Du côté de la narratrice, les couleurs, les parfums, les sons et les goûts (é)lancent la mémoire, et constituent des repères bien plus fiables que les noms propres ou la psychologie. Maman et papa sont absents. Marionnettes et pantins, automates toujours en fuite, ils sont typifiés : le père, la mère, la cousine, la tante Riquette (sauvée de l’anonymat grâce à son patronyme quasi fictionnel). Du côté des enfants, la vie pleine d’écorches et d’écorchures préserve quelques prénoms. Ronde des enfants, chacun tenant une main à laquelle se raccrocher à une main, dans le même temps, à préserver intacte au coeur du corps. L’enfant est sauvé en sauvant son Autre, double jumeau, frère cadet ou camarade de vie. Pourtant avant la naissance, avant la vie, avant le présent, un aîné n’a pu être sauvé. Disparu, son souvenir hante les adultes comme les enfants. Ce livre lui offre sa « chambre », celle qu’il n’a pas eu le temps d’aménager en île déserte ou en cabane magique.

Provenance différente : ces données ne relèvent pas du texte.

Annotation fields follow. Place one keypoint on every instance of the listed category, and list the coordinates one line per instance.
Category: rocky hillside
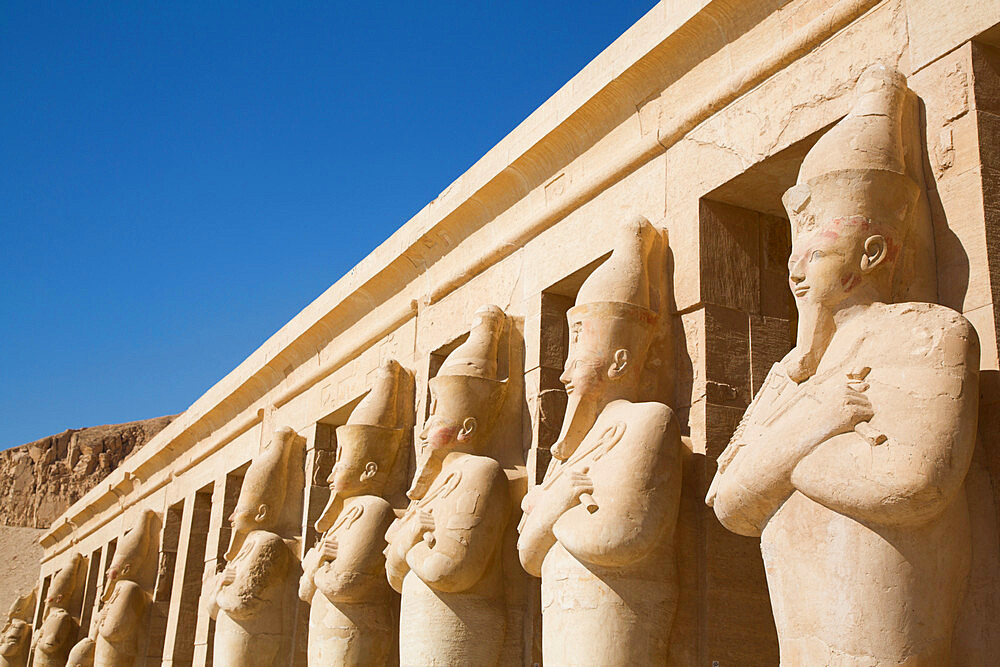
(39, 480)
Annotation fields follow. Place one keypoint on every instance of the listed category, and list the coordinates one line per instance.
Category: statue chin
(236, 543)
(579, 419)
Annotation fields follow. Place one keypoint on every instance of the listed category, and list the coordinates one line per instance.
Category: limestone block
(938, 27)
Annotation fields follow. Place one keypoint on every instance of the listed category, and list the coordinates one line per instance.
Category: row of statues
(849, 465)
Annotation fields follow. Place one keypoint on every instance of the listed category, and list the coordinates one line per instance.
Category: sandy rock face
(41, 479)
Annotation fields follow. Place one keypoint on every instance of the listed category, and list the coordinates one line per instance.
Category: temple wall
(697, 118)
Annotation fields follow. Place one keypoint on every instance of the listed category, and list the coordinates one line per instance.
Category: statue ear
(468, 428)
(875, 251)
(620, 364)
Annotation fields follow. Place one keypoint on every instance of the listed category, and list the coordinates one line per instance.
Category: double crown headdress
(619, 299)
(377, 428)
(858, 168)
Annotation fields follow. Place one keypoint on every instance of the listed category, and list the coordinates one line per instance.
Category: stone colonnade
(698, 120)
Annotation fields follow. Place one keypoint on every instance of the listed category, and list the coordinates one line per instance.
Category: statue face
(51, 639)
(585, 372)
(351, 474)
(827, 265)
(13, 639)
(593, 364)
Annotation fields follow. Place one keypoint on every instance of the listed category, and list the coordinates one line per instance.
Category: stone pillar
(160, 609)
(213, 554)
(961, 96)
(91, 587)
(743, 325)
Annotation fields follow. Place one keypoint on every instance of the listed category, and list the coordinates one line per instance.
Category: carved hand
(567, 493)
(842, 405)
(328, 549)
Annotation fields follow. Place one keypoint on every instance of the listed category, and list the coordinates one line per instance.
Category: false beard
(580, 418)
(814, 331)
(235, 544)
(428, 466)
(330, 513)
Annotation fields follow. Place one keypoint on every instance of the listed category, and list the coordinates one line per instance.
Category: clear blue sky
(178, 180)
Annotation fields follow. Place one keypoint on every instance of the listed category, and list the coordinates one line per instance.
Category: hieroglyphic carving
(249, 597)
(599, 529)
(850, 462)
(353, 611)
(443, 554)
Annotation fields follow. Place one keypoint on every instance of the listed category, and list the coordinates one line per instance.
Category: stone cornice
(621, 85)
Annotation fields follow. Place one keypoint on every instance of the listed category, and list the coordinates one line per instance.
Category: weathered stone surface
(599, 529)
(700, 118)
(40, 480)
(850, 463)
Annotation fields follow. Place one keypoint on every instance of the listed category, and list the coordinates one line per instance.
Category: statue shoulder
(481, 470)
(922, 328)
(648, 417)
(374, 506)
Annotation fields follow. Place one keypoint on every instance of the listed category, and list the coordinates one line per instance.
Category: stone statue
(121, 622)
(248, 598)
(353, 614)
(82, 654)
(15, 638)
(850, 462)
(444, 553)
(599, 529)
(58, 633)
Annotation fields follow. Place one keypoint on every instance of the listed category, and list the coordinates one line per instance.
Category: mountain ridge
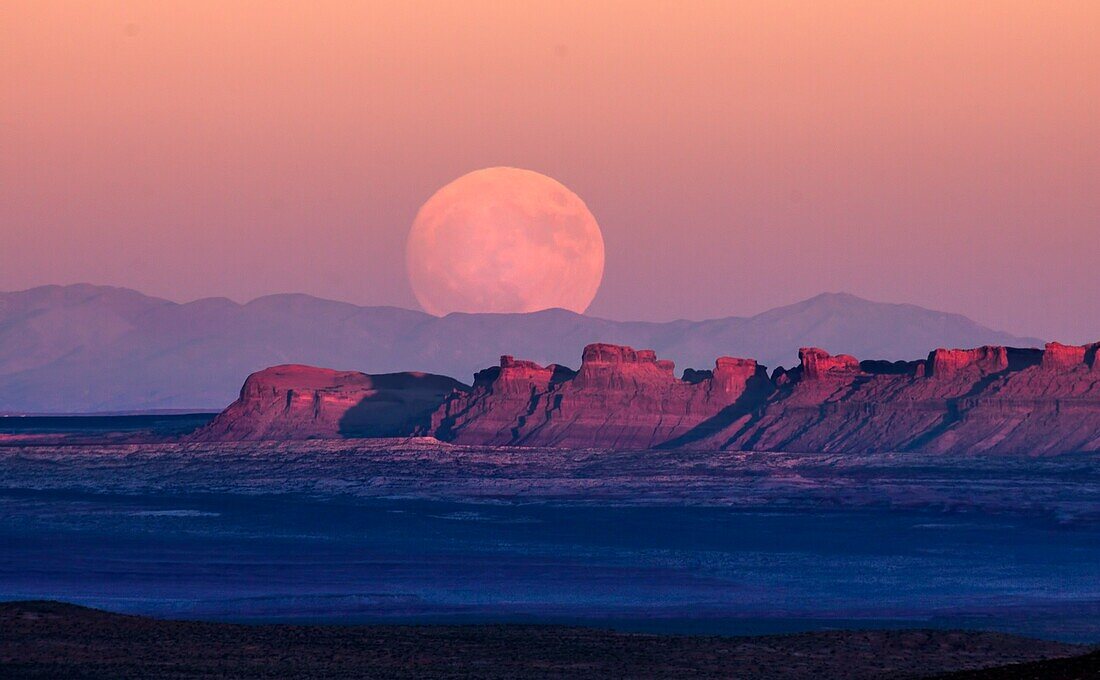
(85, 348)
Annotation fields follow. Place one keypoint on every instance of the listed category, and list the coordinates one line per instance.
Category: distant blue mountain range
(87, 349)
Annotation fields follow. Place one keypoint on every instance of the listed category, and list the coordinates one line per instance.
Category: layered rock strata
(297, 402)
(992, 399)
(986, 399)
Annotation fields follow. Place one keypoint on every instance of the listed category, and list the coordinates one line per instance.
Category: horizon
(243, 150)
(825, 294)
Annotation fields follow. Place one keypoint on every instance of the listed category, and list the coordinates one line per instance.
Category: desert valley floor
(660, 541)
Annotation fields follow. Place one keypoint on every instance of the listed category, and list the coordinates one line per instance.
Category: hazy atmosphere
(736, 158)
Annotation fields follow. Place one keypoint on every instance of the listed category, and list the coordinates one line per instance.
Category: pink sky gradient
(736, 155)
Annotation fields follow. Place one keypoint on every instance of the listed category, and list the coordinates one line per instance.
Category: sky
(737, 155)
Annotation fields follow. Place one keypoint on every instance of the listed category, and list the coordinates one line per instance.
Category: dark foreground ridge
(988, 399)
(52, 639)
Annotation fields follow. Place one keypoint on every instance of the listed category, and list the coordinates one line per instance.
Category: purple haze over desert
(737, 156)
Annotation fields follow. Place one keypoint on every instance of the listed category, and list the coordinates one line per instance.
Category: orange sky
(737, 155)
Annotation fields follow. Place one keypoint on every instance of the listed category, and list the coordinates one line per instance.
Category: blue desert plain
(662, 541)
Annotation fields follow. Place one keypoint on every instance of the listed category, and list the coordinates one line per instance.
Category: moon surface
(504, 240)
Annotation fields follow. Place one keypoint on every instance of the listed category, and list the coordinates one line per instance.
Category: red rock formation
(980, 361)
(818, 364)
(620, 397)
(987, 399)
(991, 398)
(1057, 355)
(297, 402)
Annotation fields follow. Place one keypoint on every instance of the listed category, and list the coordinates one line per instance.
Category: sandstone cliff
(990, 398)
(296, 402)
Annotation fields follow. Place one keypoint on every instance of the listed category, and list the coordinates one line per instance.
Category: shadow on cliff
(757, 391)
(402, 406)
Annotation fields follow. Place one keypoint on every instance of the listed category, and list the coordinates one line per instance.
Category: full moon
(504, 239)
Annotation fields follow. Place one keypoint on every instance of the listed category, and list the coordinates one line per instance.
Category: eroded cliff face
(620, 397)
(296, 402)
(985, 399)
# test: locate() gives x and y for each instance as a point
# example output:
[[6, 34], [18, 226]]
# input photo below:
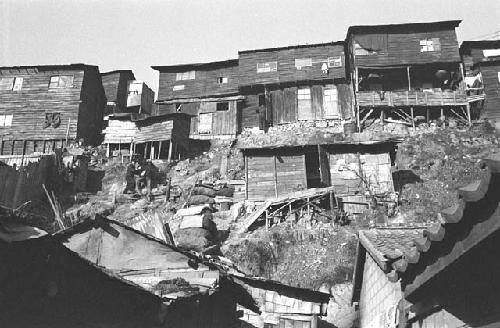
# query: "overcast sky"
[[136, 34]]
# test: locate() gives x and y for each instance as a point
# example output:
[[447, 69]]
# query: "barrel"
[[349, 128]]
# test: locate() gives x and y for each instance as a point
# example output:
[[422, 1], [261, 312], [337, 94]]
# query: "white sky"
[[136, 34]]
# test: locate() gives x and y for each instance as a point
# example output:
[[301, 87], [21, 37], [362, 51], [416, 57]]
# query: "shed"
[[156, 137], [443, 275], [45, 107], [208, 92], [413, 69], [294, 84]]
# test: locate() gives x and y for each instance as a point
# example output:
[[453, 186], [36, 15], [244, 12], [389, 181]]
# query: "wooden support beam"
[[170, 150], [412, 118], [275, 177]]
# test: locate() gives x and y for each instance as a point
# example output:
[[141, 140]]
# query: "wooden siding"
[[491, 109], [224, 123], [80, 108], [270, 175], [203, 85], [285, 109], [403, 48], [115, 87], [411, 98], [287, 72]]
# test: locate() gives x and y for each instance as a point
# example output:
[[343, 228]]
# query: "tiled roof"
[[387, 245], [395, 249]]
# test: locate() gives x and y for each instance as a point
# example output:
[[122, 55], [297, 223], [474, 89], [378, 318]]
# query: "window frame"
[[267, 67], [6, 118], [59, 86], [306, 62], [185, 76]]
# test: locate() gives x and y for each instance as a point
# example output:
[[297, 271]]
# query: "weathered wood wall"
[[491, 79], [115, 87], [403, 47], [286, 71], [224, 123], [80, 108], [283, 104], [204, 84], [274, 173]]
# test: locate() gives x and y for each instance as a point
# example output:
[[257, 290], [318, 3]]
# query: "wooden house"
[[208, 92], [47, 285], [155, 137], [482, 64], [279, 305], [305, 83], [115, 85], [125, 94], [351, 167], [440, 276], [45, 107], [406, 72]]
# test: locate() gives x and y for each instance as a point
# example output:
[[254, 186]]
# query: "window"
[[335, 61], [5, 120], [262, 100], [304, 94], [222, 80], [267, 67], [429, 45], [330, 101], [61, 82], [11, 83], [303, 62], [223, 106], [190, 75]]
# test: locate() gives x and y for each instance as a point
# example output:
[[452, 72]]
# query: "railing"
[[411, 98]]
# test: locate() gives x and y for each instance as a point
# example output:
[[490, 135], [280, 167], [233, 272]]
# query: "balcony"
[[434, 97]]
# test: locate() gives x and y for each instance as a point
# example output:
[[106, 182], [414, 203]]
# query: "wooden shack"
[[208, 92], [482, 63], [115, 85], [352, 168], [45, 107], [406, 72], [279, 305], [440, 276], [155, 137], [293, 84]]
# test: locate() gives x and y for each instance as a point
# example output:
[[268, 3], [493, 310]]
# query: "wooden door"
[[330, 102]]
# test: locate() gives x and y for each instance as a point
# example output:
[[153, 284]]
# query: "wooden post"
[[408, 75], [412, 118], [275, 177], [468, 114], [246, 177], [356, 89], [170, 150]]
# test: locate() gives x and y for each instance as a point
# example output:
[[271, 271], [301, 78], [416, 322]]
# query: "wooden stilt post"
[[412, 118], [170, 150], [468, 114]]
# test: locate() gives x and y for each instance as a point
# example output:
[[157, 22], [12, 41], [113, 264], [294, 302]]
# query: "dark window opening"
[[223, 106]]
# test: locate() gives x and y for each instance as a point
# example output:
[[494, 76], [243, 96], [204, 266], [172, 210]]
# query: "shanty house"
[[196, 294], [279, 305], [155, 137], [440, 276], [350, 166], [405, 72], [208, 92], [305, 83], [125, 94], [482, 63], [45, 107]]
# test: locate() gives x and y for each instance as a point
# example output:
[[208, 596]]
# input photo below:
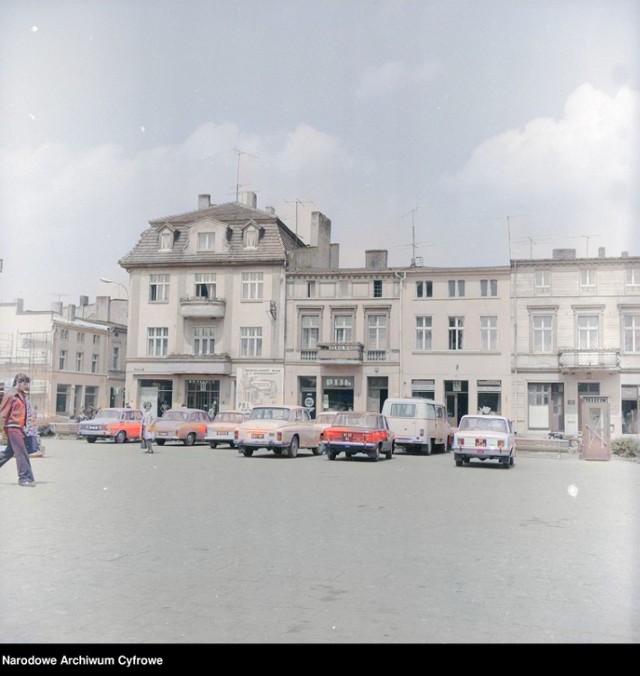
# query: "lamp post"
[[122, 286]]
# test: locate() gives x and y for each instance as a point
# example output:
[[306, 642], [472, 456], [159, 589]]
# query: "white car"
[[485, 437], [279, 429], [223, 427]]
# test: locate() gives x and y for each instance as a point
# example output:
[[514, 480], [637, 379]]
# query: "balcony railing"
[[589, 359], [194, 308], [340, 352]]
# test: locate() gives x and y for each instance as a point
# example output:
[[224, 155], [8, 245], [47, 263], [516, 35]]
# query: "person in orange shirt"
[[13, 413]]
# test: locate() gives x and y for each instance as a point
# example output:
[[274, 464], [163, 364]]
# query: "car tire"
[[292, 451]]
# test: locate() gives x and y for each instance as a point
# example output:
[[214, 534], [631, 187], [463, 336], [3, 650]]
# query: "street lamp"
[[122, 286]]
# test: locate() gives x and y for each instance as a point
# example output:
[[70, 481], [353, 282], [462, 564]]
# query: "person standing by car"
[[147, 424], [13, 412]]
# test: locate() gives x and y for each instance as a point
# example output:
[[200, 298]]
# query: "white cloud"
[[394, 76]]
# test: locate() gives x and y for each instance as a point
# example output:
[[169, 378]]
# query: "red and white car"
[[485, 437]]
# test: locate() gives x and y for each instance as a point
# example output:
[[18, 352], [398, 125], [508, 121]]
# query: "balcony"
[[607, 360], [340, 353], [202, 308]]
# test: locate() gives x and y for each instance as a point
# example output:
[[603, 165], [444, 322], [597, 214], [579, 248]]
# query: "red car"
[[352, 433]]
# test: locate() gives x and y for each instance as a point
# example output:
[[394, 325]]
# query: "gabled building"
[[207, 294]]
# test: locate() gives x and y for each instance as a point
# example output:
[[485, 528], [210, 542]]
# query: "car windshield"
[[355, 420], [481, 424], [107, 413], [269, 413], [229, 417], [175, 415]]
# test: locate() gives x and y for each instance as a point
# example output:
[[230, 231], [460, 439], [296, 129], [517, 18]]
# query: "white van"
[[418, 424]]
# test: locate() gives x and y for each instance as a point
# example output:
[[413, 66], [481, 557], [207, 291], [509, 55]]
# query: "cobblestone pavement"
[[194, 545]]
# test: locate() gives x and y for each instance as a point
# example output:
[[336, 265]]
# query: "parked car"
[[278, 429], [181, 424], [485, 437], [418, 424], [113, 424], [223, 427], [353, 432]]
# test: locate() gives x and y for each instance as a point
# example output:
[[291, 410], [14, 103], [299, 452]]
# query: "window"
[[588, 332], [159, 288], [423, 333], [205, 284], [631, 331], [542, 326], [587, 281], [632, 279], [456, 330], [342, 328], [252, 283], [206, 241], [309, 331], [166, 240], [377, 332], [424, 289], [456, 288], [250, 238], [251, 341], [488, 287], [157, 341], [489, 333], [204, 341], [542, 282]]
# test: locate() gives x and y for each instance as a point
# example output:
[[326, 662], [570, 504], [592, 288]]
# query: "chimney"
[[564, 254], [376, 259], [250, 199]]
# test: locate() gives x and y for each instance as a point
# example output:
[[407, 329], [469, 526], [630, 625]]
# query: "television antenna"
[[240, 153]]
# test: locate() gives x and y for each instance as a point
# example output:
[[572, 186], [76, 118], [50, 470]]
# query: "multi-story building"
[[207, 292], [75, 355], [576, 334]]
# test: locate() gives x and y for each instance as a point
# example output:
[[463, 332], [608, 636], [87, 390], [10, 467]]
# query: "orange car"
[[117, 424]]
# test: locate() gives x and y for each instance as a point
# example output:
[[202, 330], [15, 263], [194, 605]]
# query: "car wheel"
[[293, 447]]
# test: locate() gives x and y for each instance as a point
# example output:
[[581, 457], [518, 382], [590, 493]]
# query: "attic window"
[[251, 238], [166, 240]]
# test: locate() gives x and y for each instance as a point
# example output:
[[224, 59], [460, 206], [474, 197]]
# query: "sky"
[[453, 132]]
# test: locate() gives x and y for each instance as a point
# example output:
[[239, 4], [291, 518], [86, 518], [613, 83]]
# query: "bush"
[[626, 447]]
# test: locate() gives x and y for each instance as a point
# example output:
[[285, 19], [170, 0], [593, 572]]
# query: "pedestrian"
[[148, 419], [13, 413]]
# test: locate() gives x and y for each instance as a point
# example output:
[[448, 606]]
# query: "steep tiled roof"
[[276, 239]]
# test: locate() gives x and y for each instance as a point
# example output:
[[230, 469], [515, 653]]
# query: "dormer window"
[[166, 240], [250, 237]]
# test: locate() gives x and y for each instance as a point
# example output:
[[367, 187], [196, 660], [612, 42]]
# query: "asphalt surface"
[[194, 545]]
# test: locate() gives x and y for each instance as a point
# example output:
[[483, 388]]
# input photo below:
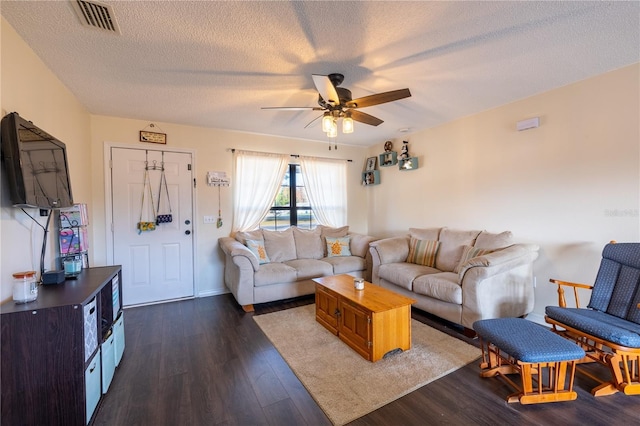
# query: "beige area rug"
[[345, 385]]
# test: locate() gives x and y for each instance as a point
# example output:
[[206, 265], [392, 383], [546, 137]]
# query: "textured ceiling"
[[214, 64]]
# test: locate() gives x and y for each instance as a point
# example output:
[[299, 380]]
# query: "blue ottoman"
[[515, 345]]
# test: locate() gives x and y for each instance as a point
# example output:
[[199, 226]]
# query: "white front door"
[[156, 265]]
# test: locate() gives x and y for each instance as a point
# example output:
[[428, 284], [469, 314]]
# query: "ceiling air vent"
[[96, 15]]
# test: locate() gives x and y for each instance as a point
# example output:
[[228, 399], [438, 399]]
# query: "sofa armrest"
[[500, 260], [234, 248], [499, 284], [359, 244], [389, 250]]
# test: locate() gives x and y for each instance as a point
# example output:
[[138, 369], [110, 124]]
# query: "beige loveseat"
[[465, 276], [291, 259]]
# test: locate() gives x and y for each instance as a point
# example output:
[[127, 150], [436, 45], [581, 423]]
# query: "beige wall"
[[571, 185], [29, 88], [211, 148]]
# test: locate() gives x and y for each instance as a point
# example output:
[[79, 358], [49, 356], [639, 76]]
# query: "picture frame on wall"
[[371, 164]]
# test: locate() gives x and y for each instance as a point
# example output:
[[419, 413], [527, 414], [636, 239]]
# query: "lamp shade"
[[327, 121]]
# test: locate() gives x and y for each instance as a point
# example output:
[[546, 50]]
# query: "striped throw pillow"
[[469, 253], [423, 252]]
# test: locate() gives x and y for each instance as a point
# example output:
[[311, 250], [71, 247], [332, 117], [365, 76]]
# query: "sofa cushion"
[[308, 243], [258, 249], [346, 264], [310, 268], [359, 244], [451, 245], [488, 240], [402, 274], [468, 253], [338, 246], [274, 273], [442, 286], [242, 237], [423, 252], [425, 233], [280, 245]]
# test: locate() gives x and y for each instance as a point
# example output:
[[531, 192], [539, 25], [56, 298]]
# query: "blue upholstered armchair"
[[609, 328]]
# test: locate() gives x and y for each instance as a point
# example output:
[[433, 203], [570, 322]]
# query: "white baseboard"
[[215, 292]]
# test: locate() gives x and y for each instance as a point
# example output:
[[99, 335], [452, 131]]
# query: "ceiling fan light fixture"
[[327, 122], [347, 124]]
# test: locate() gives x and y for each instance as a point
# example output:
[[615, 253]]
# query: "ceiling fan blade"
[[326, 89], [379, 98], [295, 108], [313, 121], [365, 118]]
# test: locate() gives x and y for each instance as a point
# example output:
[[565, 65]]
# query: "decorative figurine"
[[404, 152]]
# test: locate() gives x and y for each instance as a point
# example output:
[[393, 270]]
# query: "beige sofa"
[[291, 259], [465, 276]]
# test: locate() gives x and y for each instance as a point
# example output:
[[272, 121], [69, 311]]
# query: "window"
[[291, 206]]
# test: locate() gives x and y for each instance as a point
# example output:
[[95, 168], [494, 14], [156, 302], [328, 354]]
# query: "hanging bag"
[[163, 218], [146, 186]]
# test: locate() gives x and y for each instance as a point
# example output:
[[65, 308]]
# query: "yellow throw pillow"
[[338, 247]]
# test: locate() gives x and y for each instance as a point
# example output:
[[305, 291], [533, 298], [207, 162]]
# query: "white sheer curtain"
[[326, 183], [258, 177]]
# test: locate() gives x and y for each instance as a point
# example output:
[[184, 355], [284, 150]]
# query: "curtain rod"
[[293, 155]]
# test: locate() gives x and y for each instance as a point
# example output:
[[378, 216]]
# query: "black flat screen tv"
[[35, 164]]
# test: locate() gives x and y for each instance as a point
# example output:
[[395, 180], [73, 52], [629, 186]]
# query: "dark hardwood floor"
[[206, 362]]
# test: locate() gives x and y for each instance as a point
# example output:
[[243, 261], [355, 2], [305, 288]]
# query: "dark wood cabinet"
[[51, 349]]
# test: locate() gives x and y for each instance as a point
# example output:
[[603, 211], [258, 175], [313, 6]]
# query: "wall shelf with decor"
[[408, 164], [371, 178], [388, 159]]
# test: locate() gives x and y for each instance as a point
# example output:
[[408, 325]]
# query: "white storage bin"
[[90, 329], [92, 386], [118, 332], [108, 362]]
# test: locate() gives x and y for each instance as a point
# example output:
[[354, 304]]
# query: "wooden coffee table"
[[373, 322]]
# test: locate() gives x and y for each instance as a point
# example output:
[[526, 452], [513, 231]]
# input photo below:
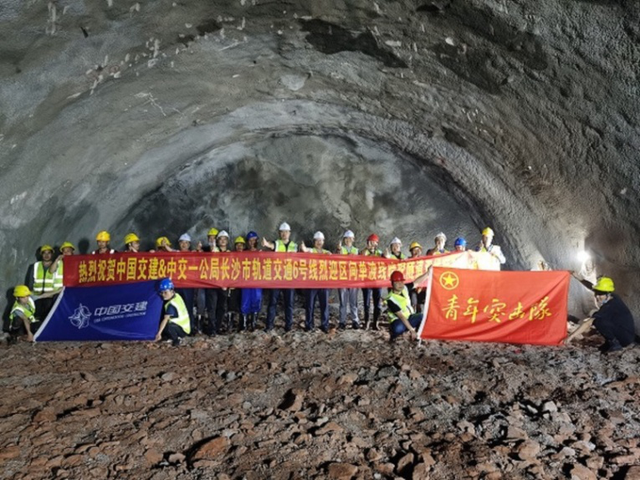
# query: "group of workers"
[[183, 312]]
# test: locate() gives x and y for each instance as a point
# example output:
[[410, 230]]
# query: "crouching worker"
[[23, 313], [175, 324], [401, 315], [613, 320]]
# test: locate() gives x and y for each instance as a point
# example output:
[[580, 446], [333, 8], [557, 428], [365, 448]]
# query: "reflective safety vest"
[[42, 278], [289, 247], [183, 313], [58, 277], [28, 311], [402, 300]]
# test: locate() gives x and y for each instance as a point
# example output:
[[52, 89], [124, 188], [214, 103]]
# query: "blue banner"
[[119, 312]]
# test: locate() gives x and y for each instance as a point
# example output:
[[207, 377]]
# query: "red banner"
[[511, 307], [255, 269]]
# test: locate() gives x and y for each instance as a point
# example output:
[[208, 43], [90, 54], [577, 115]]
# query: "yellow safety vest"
[[28, 311], [43, 281], [183, 313], [58, 277], [282, 248], [402, 300]]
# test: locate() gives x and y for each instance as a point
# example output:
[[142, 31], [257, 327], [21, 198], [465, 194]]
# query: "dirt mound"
[[297, 405]]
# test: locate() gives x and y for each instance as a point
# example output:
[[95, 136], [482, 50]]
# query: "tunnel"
[[404, 118]]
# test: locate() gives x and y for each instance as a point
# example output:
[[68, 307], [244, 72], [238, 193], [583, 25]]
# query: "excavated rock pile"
[[297, 406]]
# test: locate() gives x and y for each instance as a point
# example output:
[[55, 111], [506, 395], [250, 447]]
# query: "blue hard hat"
[[166, 284], [460, 242]]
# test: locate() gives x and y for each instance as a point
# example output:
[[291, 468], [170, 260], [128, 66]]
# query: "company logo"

Que se passe-t-il à hauteur d’enfants ? Des expériences, des incompréhensions, des peurs, des exclusions intégrées et dites par un « je » qui ne connaît pas la chronologie, et rencontre des sons qui ne collent pas encore aux sens : « Je m’intéresse aux ‘meurtrières’ et aux ‘oubliettes’ ». La fable évolutionniste est rejetée. On est dans l’instant, dans un présent dilaté qui n’a pas encore accès au futur et à la projection. Ce savoir branché sur la sensation y est d’une immensité effrayante. Tout se sait par intuition : la mort et son goût de cendre, le sexe caché en des chambres toujours plus noires, le dressage que constitue le système scolaire, la famille comme le lieu d’aliénations reproduites. L’enfant, étiqueté par les adultes, déchire le signe : dans sa langue en résistance, le signifié échappe toujours au signifiant, et le signifiant s’échappe de signifié en signifié. Rien n’échappe à la vigilance d’une gamine effrontée, même dans son silence et sa retenue. Elle a affronté le monde des grands, et la grande qu’elle est devenue affronte désormais une langue qui a perdu de sa hauteur. Dépliée, amincie, surfacée, dévolumée, c’est une langue tapie dans la langue qui dit la justesse des apparitions, et leur persistance malgré les années. Quelque chose noir n’en finit pas de surgir et n’a pas encore de mots. L’enfant pas plus que l’adulte ne peut identifier cette masse d’angoisse : « Jusqu’à ce que je ne bouge plus pour toujours ». Interminablement, l’enfant a peut-être crié ; l’adulte casse la syntaxe, supprime les connecteurs, et ce quelque chose, s’il n’a rien perdu de sa noirceur mutique, a gagné en clarté vibrante et expressive.


Remarques pourrait être le sous-titre de ce fragment d’autobiographie plate : l’histoire de l’enfance se superpose à l’invention d’une langue au plus près d’une conscience devinant les mots, et les déviant vers un « milieu » insituable. Entre ici et là, hier et maintenant, eux et moi, lui et je, la chambre offre son espace physique et métaphysique.